One possibility is that DOMGuardedObjects are cleared too late in the game for Workers.
We might need to clear them explicitly as part of stopping workers.

I'll try to upload a patch in that sense.
Comment 11 youenn fablet 2017-11-28 18:09:30 PST
Created attachment 327812 [details]
Patch
Comment 12 Alexey Proskuryakov 2017-11-28 18:29:33 PST
Also reproduces with http/tests/workers/service/service-worker-cache-api.https.html.
Comment 13 youenn fablet 2017-11-29 09:06:29 PST
With the patch, I am no longer experiencing any crash on service worker tests with ASAN build.

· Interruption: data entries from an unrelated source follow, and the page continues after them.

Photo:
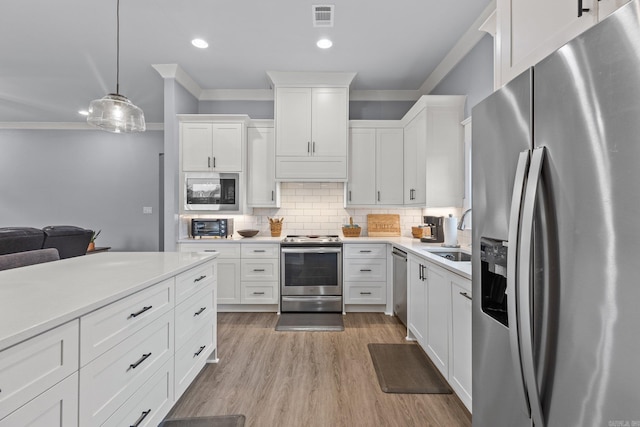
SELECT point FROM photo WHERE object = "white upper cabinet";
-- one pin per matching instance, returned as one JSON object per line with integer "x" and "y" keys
{"x": 529, "y": 30}
{"x": 311, "y": 123}
{"x": 209, "y": 146}
{"x": 262, "y": 189}
{"x": 375, "y": 165}
{"x": 433, "y": 152}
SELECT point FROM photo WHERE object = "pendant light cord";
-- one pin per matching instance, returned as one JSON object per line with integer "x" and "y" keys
{"x": 118, "y": 47}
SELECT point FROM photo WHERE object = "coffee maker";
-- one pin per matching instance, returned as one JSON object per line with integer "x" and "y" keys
{"x": 435, "y": 224}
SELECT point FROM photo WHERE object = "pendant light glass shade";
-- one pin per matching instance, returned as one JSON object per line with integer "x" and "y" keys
{"x": 115, "y": 113}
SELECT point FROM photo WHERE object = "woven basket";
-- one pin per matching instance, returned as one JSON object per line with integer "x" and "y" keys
{"x": 351, "y": 231}
{"x": 276, "y": 229}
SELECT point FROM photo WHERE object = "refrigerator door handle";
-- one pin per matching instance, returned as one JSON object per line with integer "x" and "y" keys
{"x": 512, "y": 279}
{"x": 525, "y": 262}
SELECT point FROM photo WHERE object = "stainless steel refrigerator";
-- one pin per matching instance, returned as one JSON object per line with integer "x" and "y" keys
{"x": 556, "y": 237}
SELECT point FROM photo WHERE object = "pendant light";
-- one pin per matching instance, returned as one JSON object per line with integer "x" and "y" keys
{"x": 114, "y": 112}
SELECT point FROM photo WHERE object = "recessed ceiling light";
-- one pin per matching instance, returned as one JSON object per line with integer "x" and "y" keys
{"x": 324, "y": 43}
{"x": 199, "y": 43}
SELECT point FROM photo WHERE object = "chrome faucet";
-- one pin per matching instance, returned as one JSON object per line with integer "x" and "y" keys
{"x": 461, "y": 224}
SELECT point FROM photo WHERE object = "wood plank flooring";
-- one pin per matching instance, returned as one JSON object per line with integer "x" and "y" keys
{"x": 309, "y": 378}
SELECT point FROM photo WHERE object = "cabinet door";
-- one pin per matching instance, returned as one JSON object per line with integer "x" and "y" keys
{"x": 389, "y": 161}
{"x": 293, "y": 121}
{"x": 607, "y": 7}
{"x": 362, "y": 167}
{"x": 261, "y": 189}
{"x": 196, "y": 146}
{"x": 229, "y": 281}
{"x": 227, "y": 147}
{"x": 329, "y": 122}
{"x": 438, "y": 314}
{"x": 416, "y": 300}
{"x": 529, "y": 30}
{"x": 460, "y": 369}
{"x": 444, "y": 160}
{"x": 415, "y": 161}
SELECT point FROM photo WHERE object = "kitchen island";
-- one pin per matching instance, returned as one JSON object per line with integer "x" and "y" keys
{"x": 107, "y": 339}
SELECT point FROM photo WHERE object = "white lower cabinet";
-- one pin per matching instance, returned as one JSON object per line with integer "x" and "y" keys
{"x": 460, "y": 360}
{"x": 248, "y": 273}
{"x": 365, "y": 274}
{"x": 148, "y": 405}
{"x": 109, "y": 381}
{"x": 439, "y": 319}
{"x": 56, "y": 407}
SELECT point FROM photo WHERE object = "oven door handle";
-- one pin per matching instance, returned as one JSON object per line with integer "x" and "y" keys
{"x": 319, "y": 250}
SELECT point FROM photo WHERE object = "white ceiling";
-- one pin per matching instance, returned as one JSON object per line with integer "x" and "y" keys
{"x": 57, "y": 55}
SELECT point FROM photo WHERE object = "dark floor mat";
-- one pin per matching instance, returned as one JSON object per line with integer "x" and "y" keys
{"x": 405, "y": 368}
{"x": 331, "y": 322}
{"x": 218, "y": 421}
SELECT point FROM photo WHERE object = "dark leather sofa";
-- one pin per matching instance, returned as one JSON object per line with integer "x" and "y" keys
{"x": 70, "y": 241}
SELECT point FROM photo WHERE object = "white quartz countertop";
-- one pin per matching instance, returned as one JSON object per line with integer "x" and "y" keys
{"x": 408, "y": 244}
{"x": 37, "y": 298}
{"x": 424, "y": 250}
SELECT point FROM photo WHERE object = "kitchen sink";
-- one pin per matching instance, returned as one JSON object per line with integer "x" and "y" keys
{"x": 454, "y": 256}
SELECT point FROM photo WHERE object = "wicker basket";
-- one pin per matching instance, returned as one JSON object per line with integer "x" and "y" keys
{"x": 276, "y": 229}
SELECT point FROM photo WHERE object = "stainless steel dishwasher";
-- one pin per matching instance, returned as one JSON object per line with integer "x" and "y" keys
{"x": 400, "y": 284}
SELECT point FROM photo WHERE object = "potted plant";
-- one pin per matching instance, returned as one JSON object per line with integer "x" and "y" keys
{"x": 92, "y": 244}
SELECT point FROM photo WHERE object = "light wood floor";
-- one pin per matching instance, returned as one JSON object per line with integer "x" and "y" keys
{"x": 309, "y": 378}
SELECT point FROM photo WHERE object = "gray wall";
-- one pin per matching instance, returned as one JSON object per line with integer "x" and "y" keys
{"x": 473, "y": 76}
{"x": 177, "y": 100}
{"x": 87, "y": 178}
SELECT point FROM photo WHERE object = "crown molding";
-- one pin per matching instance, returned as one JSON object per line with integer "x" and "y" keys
{"x": 63, "y": 126}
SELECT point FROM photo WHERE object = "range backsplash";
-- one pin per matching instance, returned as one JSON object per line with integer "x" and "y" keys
{"x": 318, "y": 208}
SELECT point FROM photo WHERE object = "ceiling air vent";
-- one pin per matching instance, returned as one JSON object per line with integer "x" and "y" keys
{"x": 323, "y": 15}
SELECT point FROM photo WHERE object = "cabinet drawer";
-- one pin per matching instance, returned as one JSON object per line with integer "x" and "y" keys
{"x": 365, "y": 251}
{"x": 29, "y": 368}
{"x": 193, "y": 280}
{"x": 259, "y": 270}
{"x": 56, "y": 407}
{"x": 148, "y": 405}
{"x": 365, "y": 270}
{"x": 260, "y": 250}
{"x": 191, "y": 357}
{"x": 194, "y": 313}
{"x": 110, "y": 380}
{"x": 226, "y": 250}
{"x": 264, "y": 293}
{"x": 106, "y": 327}
{"x": 365, "y": 293}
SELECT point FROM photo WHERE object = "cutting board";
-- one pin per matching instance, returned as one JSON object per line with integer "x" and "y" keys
{"x": 383, "y": 225}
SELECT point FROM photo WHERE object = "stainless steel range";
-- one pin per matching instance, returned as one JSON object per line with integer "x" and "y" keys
{"x": 311, "y": 274}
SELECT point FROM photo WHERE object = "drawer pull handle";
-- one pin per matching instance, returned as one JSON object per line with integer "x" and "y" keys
{"x": 139, "y": 361}
{"x": 142, "y": 417}
{"x": 197, "y": 353}
{"x": 466, "y": 295}
{"x": 138, "y": 313}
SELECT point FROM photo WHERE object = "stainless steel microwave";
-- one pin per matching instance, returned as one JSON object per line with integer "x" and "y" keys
{"x": 210, "y": 191}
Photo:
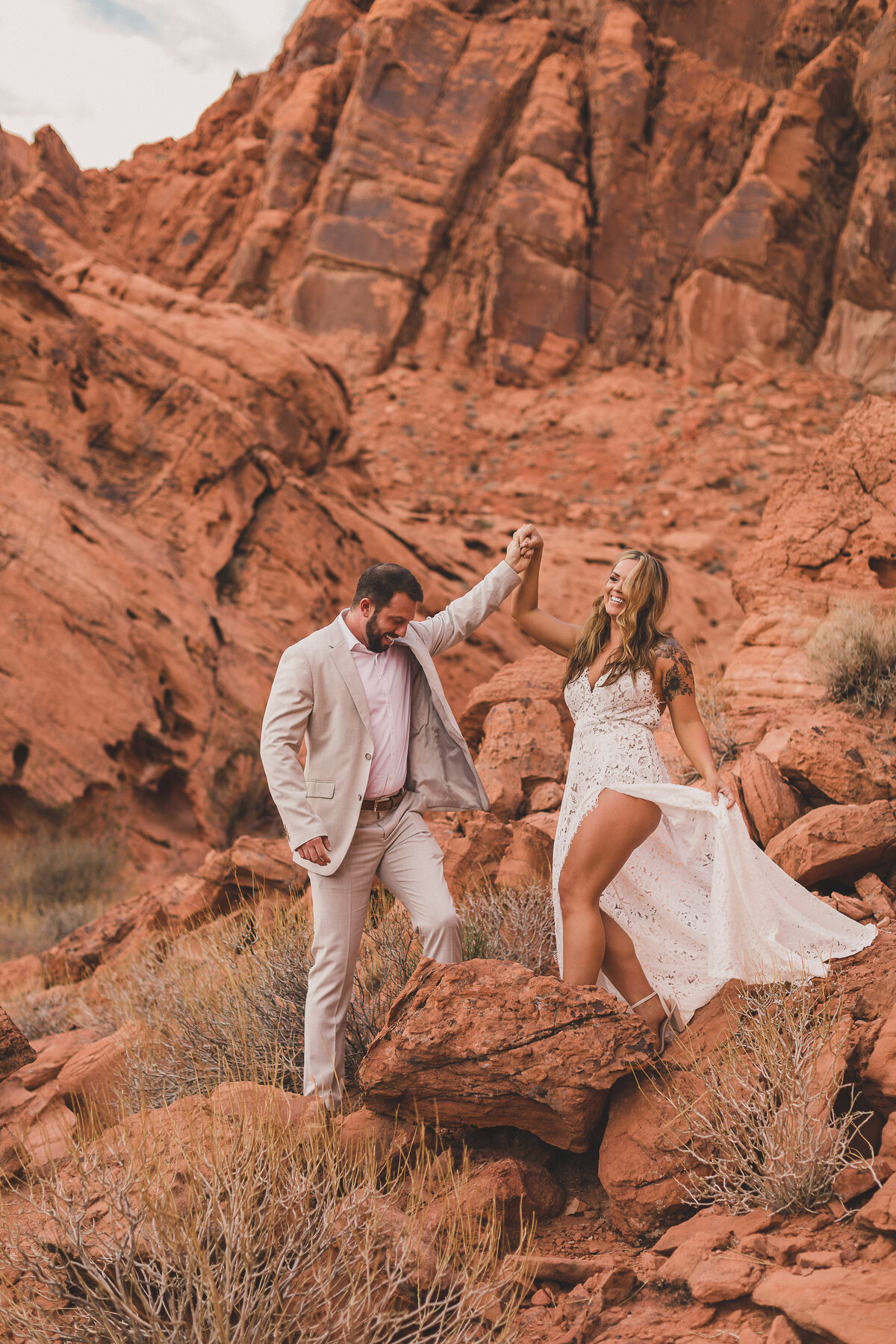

I am still not sure why the same kind of issues would not happen in regular environment.
Comment 14 youenn fablet 2017-11-29 09:10:41 PST
Chris suggested to clear this in DOMGlobalObject destructor, which would fix my concern related to window environment as well.
Will give it a try.
Comment 15 youenn fablet 2017-11-29 11:02:37 PST
Created attachment 327876 [details]
Patch
Comment 16 youenn fablet 2017-11-29 11:08:23 PST
(In reply to youenn fablet from comment #15)
> Created attachment 327876 [details]
> Patch

Moved the clearing of dom guarded objects just before we remove the strong reference to the worker global object from worker script controller.
Comment 17 WebKit Commit Bot 2017-11-29 13:39:59 PST
Comment on attachment 327876 [details]
Patch

Clearing flags on attachment: 327876

Committed r225291: <https://trac.webkit.org/changeset/225291>
Comment 18 WebKit Commit Bot 2017-11-29 13:40:01 PST
All reviewed patches have been landed.  Closing bug.
Comment 19 Alexey Proskuryakov 2017-11-29 21:48:33 PST
(In reply to youenn fablet from comment #13)
> With the patch, I am no longer experiencing any crash on service worker
> tests with ASAN build.

Confirmed, I also cannot reproduce any more. I guess it remains to be seen if the same crash can happen for a different reason.

> I am still not sure why the same kind of issues would not happen in regular
> environment.

I believe it does happen - the original report is about a non-ASan build.